General Motors filed paperwork last week to launch its much-anticipated initial public offering. It could be the biggest IPO in U.S. history, raising up to $20 billion, Reuters reports.
But as Reuters and other have noted, that still won’t approach the $50 billion that U.S. taxpayers have shelled out for the GM bailout. And while the government is reducing its ownership in GM, the company will remain “Government Motors” for the time being as the U.S. Treasury, according to press accounts, is expected to retain a controlling interest even after the IPO is completed.
And buyer beware. Government ownership poses unique dangers for new shareholders, according to GM’s own preliminary prospectus filed with the SEC.
Among the very last items in 16 pages of “risk factors” is a small disclaimer containing a bombshell. This IPO is largely exempt from from federal and state anti-fraud laws and corresponding lawsuits.
“Your ability bring a claim … under the federal securities laws may be limited,” says the prospectus on page 27. The document explains that because the main “selling stockholder is a federal agency,” the “sovereign immunity” doctrine “provides that claims may not be brought against the United States of America or any agency or instrumentality thereof unless specifically permitted by act of Congress.”
The GM prospectus notes that “at least one federal court, in a case involving a federal agency, has held that the United States may assert its sovereign immunity to claims brought under the federal securities laws.” GM concludes, “Thus, any attempt to assert a claim … resulting from an alleged material misstatement in or material omission from this prospectus or the registration statement of which this prospectus is a part, or any other act or omission in connection with this offering, likely would be barred. ”

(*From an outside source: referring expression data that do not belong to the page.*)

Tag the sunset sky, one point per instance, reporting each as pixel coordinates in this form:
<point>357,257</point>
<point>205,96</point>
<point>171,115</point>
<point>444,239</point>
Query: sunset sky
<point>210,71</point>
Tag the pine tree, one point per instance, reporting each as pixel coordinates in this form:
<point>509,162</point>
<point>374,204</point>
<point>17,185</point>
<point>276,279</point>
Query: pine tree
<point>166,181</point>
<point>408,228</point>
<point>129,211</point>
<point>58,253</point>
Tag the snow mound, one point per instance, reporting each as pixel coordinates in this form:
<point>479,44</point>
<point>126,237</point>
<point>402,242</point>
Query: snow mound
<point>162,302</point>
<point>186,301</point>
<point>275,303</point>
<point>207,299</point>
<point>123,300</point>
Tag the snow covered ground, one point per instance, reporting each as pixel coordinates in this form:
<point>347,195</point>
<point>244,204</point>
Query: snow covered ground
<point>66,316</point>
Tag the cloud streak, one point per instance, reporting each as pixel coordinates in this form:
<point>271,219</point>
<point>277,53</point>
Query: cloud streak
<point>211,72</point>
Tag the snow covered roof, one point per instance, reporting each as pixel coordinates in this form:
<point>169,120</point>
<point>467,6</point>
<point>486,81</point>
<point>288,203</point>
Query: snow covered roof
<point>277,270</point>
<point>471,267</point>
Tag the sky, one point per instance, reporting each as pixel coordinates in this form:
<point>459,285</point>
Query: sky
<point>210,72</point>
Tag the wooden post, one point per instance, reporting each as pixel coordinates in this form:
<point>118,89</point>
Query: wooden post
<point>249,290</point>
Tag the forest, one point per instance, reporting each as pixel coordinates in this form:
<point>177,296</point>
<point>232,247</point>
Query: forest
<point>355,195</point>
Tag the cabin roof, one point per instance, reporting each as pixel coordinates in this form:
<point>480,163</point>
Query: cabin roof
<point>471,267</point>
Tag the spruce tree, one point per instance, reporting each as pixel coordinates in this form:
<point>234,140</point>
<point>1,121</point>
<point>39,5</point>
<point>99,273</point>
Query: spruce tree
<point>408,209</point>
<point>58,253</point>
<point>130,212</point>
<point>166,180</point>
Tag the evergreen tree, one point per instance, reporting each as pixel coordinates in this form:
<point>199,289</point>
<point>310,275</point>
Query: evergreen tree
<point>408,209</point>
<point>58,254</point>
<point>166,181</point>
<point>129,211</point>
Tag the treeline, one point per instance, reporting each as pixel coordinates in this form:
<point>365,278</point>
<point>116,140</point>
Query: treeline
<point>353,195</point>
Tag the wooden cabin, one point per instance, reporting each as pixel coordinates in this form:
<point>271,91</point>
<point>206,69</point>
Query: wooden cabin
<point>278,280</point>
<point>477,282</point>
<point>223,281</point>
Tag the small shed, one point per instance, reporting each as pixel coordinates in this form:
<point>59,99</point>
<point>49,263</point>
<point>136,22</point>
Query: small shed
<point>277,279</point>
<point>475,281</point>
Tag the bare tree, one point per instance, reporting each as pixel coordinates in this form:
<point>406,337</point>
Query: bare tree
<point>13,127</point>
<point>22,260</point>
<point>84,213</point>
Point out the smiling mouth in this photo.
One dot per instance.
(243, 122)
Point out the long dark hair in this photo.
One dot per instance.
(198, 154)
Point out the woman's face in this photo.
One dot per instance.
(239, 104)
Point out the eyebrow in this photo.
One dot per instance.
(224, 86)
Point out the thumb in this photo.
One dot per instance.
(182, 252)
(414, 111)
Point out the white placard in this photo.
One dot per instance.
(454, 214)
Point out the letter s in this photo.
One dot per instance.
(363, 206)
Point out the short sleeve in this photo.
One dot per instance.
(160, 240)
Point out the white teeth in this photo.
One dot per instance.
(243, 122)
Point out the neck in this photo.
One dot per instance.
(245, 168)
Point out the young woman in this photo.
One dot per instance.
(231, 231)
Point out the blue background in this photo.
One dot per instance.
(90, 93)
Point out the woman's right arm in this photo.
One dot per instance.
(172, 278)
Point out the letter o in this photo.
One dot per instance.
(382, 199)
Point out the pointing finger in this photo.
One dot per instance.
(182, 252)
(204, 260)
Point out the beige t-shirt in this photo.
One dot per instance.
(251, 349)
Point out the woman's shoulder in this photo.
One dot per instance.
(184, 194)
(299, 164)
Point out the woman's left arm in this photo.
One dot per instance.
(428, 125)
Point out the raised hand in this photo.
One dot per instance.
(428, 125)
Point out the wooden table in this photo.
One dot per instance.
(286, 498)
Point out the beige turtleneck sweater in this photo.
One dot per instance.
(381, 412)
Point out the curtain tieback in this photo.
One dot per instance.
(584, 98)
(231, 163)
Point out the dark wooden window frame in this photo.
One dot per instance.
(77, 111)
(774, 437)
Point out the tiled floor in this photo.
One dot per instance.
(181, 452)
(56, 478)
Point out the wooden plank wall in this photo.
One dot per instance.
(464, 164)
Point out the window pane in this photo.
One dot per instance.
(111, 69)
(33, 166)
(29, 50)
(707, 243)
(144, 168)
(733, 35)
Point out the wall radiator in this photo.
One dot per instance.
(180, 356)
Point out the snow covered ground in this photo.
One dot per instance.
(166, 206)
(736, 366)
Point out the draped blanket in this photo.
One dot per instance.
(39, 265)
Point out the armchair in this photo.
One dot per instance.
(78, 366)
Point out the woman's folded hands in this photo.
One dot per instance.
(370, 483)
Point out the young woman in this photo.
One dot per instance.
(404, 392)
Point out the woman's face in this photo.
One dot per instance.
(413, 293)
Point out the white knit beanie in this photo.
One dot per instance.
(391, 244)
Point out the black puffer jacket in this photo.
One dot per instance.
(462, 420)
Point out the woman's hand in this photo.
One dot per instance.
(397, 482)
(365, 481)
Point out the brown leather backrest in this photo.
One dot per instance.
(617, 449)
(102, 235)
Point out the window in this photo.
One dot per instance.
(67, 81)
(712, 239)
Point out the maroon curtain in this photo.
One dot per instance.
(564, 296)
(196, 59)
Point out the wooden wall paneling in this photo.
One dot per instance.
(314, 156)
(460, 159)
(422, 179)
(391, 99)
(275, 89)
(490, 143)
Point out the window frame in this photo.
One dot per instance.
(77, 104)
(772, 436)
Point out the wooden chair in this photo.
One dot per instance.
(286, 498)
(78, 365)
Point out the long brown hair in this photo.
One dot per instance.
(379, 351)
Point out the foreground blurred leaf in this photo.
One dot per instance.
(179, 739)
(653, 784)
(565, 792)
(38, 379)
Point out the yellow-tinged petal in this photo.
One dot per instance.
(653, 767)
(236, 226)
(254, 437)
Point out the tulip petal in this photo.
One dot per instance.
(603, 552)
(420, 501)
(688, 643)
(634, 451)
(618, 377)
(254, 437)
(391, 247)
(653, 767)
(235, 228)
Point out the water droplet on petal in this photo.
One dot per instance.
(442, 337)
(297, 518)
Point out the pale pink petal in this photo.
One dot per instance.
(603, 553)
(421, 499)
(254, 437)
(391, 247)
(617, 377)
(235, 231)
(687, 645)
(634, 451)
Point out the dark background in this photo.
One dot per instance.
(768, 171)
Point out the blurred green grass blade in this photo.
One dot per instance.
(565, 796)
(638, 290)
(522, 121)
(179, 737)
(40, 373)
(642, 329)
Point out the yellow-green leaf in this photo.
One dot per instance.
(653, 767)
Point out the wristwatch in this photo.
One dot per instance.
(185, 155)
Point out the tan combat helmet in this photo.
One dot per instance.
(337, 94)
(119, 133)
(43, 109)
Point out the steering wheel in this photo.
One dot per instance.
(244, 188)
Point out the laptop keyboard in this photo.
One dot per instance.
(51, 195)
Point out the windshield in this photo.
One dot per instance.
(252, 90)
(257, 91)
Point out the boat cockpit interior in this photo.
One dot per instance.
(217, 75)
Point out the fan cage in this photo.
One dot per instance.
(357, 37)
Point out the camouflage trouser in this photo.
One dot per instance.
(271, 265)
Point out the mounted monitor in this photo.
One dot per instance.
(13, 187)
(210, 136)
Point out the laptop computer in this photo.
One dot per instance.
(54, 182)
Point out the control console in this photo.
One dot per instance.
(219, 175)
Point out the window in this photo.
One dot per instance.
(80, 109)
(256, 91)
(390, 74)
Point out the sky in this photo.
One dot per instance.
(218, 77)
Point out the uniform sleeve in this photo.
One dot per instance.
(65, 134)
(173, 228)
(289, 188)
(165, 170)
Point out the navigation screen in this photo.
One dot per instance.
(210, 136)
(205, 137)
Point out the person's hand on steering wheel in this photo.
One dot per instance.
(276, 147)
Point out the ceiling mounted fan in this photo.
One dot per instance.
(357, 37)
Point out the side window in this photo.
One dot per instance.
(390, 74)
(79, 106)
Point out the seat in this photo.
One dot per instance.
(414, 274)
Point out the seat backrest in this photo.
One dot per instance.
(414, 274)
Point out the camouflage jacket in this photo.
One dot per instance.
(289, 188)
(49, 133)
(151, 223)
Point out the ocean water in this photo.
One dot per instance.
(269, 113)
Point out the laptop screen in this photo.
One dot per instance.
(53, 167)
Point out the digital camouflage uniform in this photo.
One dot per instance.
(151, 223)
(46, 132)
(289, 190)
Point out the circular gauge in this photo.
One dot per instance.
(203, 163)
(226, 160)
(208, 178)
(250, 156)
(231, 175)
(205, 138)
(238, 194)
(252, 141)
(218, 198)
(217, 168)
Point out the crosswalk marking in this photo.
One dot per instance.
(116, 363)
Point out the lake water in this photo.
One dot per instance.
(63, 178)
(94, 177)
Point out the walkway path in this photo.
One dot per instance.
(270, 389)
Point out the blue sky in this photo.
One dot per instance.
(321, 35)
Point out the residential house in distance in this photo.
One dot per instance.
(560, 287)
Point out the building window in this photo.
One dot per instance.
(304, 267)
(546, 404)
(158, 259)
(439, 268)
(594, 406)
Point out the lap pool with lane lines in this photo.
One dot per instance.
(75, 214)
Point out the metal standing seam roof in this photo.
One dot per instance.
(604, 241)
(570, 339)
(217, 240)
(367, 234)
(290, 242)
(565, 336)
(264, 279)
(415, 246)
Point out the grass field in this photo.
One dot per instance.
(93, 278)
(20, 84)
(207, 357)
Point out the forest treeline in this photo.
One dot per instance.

And “thus,” GM’s new private shareholders, in contrast to shareholders who buy into almost any other IPO, will have virtually no recourse against fraudulent claims. To borrow a much-overused cliché with its genesis in a commercial for old GM’s Oldsmobile, this is not your father’s IPO. Nor that of your grandfather, though it may slightly resemble a stock offering your great-grandfather participated in before federal securities fraud statutes were enacted in the 1930s. But then again, even he would have been able to bring fraud suits under state law, something federal sovereign immunity expressly prohibits.
For IPOs with selling shareholders in the private sector, the federal Securities Act “creates liability for any person who offers or sells a security through a prospectus or an oral communication containing a material misstatement or omission,” notes Cornell University’s Legal Information Institute. GM and other IPOs pose risks, and shareholders assume those risks. But this may be the only IPO since the creation of the Securities and Exchange Commission in which the lead sellers are exempt from anti-fraud laws as well as lawsuits in general.
The Competitive Enterprise Institute has criticized frivolous litigation in securities and other areas of law. However, if selling shareholders did not face any liability whatsoever for fraud in statements regarding IPOs they were offering, the market wouldn’t function. Sellers would be free to create a firm that was deliberately undercapitalized, lie about its finances to new shareholders, and pocket the money from the offering. Buying shareholders would have no recourse as the new firm would likely go bankrupt.
Punishing fraud, along with the unjustified use of force, is what libertarians believe is among the few key government functions. And rules preventing fraud should certainly apply to the government itself. This is especially true in cases involving government ownership of the auto companies, in which the Obama administration jettisoned bankruptcy precedent to give its constituency of labor unions a bigger stake in GM and Chrysler than the firms’ bondholders and secured lenders.
And under the government’s aegis, GM does not exactly have a pristine record for accurate statements to the public about its operations. Earlier this year, CEI asked the Federal Trade Commission to open a fraud investigation regarding GM’s assertion in advertisements that it had paid back the government’s loan “in full.” CEI’s complaint noted that “GM has only repaid a fraction of those funds—barely ten percent,” and that GM “repaid its loan by using other federal funds.” The complaint argued that such claims could give consumers a false sens of confidence in the companies and induce them into buying decisions they wouldn’t make if they had the facts.
J.W. Verret, assistant professor of law at George Mason University and senior scholar at the Mercatus Center Working Group on Financial Markets, notes that many shareholder issues are affected in GM and other companies in which the government has a stake because of sovereign immunity. “All of the central theories of the corporation, from director and shareholder primacy to team production or even ‘progressive corporate law’ break down with the presence of an immune control shareholder,” he writes. “I don’t know about you, but as a shareholder I would never buy into a company with a control shareholder that enjoyed sovereign immunity from the federal securities laws and state corporate law.”
If President Obama and the congressional leadership are as concerned about investor protection as they purport to be when pushing burdensome vehicles like Dodd-Frank, they should push for a law limiting sovereign immunity and allowing for lawsuits in cases in which the government is a controlling shareholder in a private company. When it is “partnering” with the private sector, the government shouldn’t be exempt from the rules it showers on private actors.